At this stage, measurement (or estimation) of oscillations of inspiratory esophageal pressure is crucial [13]. In the absence of esophageal manometry, surrogate measures of the work of breathing, such as central venous pressure changes [14] or clinical detection of excessive inspiratory effort, should be evaluated.

In intubated patients , P0.1 and P occlusion should also be determined . High PEEP, in some patients, can decrease pleural pressure changes and stop the vicious cycle that exacerbates lung injury. However, high PEEP in normally compliant patients may have detrimental effects on hemodynamics. In any case, non-invasive options are questionable, as they may be associated with high rates of failure and late intubation , in an illness that generally lasts several weeks.
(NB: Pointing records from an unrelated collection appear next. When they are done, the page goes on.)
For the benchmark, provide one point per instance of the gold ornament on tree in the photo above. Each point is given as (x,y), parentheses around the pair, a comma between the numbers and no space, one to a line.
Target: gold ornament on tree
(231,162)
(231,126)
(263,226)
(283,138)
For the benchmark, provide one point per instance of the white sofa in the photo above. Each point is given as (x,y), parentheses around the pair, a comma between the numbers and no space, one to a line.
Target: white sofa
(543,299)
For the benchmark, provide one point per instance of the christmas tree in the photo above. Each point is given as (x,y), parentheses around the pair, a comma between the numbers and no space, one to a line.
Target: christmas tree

3) The magnitude of the oscillations of inspiratory pleural pressures can determine the transition from Type L to Type H phenotype . As esophageal pressure changes increase from 5 to 10 cmH2O, which are generally well tolerated, to greater than 15 cmH2O, the risk of lung injury increases and therefore intubation should be performed as soon as possible.

4) Once intubated and deeply sedated, Type L patients, if hypercapnic , can be ventilated with volumes greater than 6 ml/kg (up to 8–9 ml/kg), as high compliance results in tension tolerable without risk of ventilation-induced injury (VILI). Prone positioning should be used only as a rescue maneuver, since lung conditions are "too good" for the effectiveness of the prone position, which is based on stress improvement and tension redistribution. PEEP should be reduced to 8-10 cmH2O, as recruitment capacity is low and the risk of hemodynamic failure increases at higher levels.

Early intubation can prevent the transition to the type H phenotype.

5) Type H patients should be treated as severe ARDS, including higher PEEP, if compatible with hemodynamics, prone positioning and extracorporeal support.

  • In conclusion , Type L and Type H patients are best identified by computed tomography and are affected by different pathophysiological mechanisms.
     
  • If not available, the signs that are implicit in the definition of Type L and Type H could be used as substitutes: respiratory system elastance and recruiting capacity.
     
  • Understanding the correct pathophysiology is crucial to establishing the basis for appropriate treatment.